Dicho esto, veamos los cinco puntos del examen de conciencia ignaciano: 1— Dar gracias a Dios por los beneficios recibidos ¿Sorprendidos? Eso es porque lo normal es empezar a darse golpes de pecho mientras se repite uno a sí mismo lo perverso que es y todo eso. Y no es que no haya que saber reconocer la propia iniquidad, pero centrarse en ella en lugar de realizar una acción de gracias supone una hipertrofia insana, propia de aquellos cenizos que siempre se lamentan de lo pecadores que son olvidando que Cristo Jesús ha venido a liberarnos de la esclavitud del pecado. El mejor medio para sentirse pobre y experimentar la auténtica gratitud es, precisamente, el hecho de dar gracias, y no la repetición machacona de fórmulas autoacusatorias. Además, dar gracias a Dios nos hace caminar más ligeros por la vida, sabiendo que los bienes materiales son pasajeros. Libre de todo, el cristiano lo posee todo. 2— Pedir luz y gracia al Señor para reconocer los pecados Como se ve, el examen no es un ejercicio de memoria ni una tarea de autoanálisis psicológico. Consiste en dejarse iluminar por la cercanía de Dios. Por mucho esfuerzo y resolución que pongamos, solamente la luz del Espíritu Santo nos dirá la verdad sobre nosotros mismos. 3— Revisión práctica de nuestros actos Nos hallamos en el ecuador del examen de conciencia y en lo que es su núcleo. El repaso de los actos realizados, repaso hecho bajo la guía de Dios, nos da cuenta de la eficacia de la oración a la hora de formar nuestra conciencia. Mirar los actos en sí mismos significa que no basta con una visión global de lo realizado desde el último examen de conciencia, sino que hemos de centrar nuestra atención a determinada falta o actitud negativa y persistente.
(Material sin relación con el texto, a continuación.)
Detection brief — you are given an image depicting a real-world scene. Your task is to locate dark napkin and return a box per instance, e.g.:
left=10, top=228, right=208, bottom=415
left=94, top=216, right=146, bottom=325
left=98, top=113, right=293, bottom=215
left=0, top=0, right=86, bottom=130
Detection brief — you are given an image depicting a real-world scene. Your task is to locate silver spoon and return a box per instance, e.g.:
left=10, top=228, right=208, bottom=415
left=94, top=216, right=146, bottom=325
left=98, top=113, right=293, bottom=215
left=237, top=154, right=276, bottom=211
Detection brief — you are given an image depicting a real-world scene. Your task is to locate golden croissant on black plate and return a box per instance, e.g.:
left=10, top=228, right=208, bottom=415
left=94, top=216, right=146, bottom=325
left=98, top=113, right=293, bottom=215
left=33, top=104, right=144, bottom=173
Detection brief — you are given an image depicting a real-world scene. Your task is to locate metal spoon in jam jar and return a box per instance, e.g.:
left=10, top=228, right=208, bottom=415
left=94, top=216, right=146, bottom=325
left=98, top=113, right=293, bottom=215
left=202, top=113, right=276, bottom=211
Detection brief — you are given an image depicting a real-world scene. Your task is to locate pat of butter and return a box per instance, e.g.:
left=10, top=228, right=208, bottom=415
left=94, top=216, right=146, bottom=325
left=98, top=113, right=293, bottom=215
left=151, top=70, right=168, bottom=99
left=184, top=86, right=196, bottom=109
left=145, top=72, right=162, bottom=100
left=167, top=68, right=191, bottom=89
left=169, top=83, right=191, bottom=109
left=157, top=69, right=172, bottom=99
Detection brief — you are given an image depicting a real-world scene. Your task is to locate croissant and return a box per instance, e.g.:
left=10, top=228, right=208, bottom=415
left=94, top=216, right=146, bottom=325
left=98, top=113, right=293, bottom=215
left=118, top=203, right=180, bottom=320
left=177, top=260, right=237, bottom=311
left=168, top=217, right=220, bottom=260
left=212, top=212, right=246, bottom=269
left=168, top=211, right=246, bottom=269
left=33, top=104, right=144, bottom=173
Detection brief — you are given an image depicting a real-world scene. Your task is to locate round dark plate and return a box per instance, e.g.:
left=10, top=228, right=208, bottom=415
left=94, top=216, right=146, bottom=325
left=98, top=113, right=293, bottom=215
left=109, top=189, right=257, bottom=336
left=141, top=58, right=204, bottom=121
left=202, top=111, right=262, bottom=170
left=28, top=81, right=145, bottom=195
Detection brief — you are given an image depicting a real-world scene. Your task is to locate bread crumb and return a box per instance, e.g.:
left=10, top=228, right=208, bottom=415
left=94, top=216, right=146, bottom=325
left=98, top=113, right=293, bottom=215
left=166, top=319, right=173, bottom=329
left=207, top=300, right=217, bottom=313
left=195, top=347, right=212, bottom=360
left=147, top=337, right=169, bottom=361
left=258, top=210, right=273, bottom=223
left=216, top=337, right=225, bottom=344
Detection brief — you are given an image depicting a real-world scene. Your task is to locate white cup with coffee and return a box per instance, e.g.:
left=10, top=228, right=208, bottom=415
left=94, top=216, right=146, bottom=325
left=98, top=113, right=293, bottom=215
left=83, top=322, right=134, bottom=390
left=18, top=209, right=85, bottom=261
San Ignacio de Loyola (1491-1556)

4— Pedir perdón a Dios por los pecados cometidos Habiendo tomado conciencia de la culpa personal, nos sentiremos movidos por la gracia para pedir perdón con auténtica humildad. Pedir perdón es también un don de Dios, por eso no surge de aquí un sentimiento de tristeza, como aquellos que dicen hundirse o desanimarse cuando ven sus pecados. Al ser un don de Dios, el hecho de reconocer el propio pecado y, por tanto, de pedir perdón por el mismo, nos conduce al dolor por el amor: nos duele haber ofendido a Dios que nos ama y, junto a ello, se nos concede la alegría propia de quien experimenta la misericordia divina. 5— Propósito de enmienda Evidentemente no podía faltar la determinación según la cual en la vida espiritual no avanzar es ya retroceder. Así nos dispondremos con todas las capacidades que nos ha dado Dios para corregir nuestra conducta guiados por la gracia. Para ello vale bien la experiencia de san Pablo: «Olvido lo que dejé atrás y me lanzo a lo que está por delante, corriendo hacia la meta, para alcanzar el premio a que Dios me llama desde lo alto» (Flp 3, 13-14).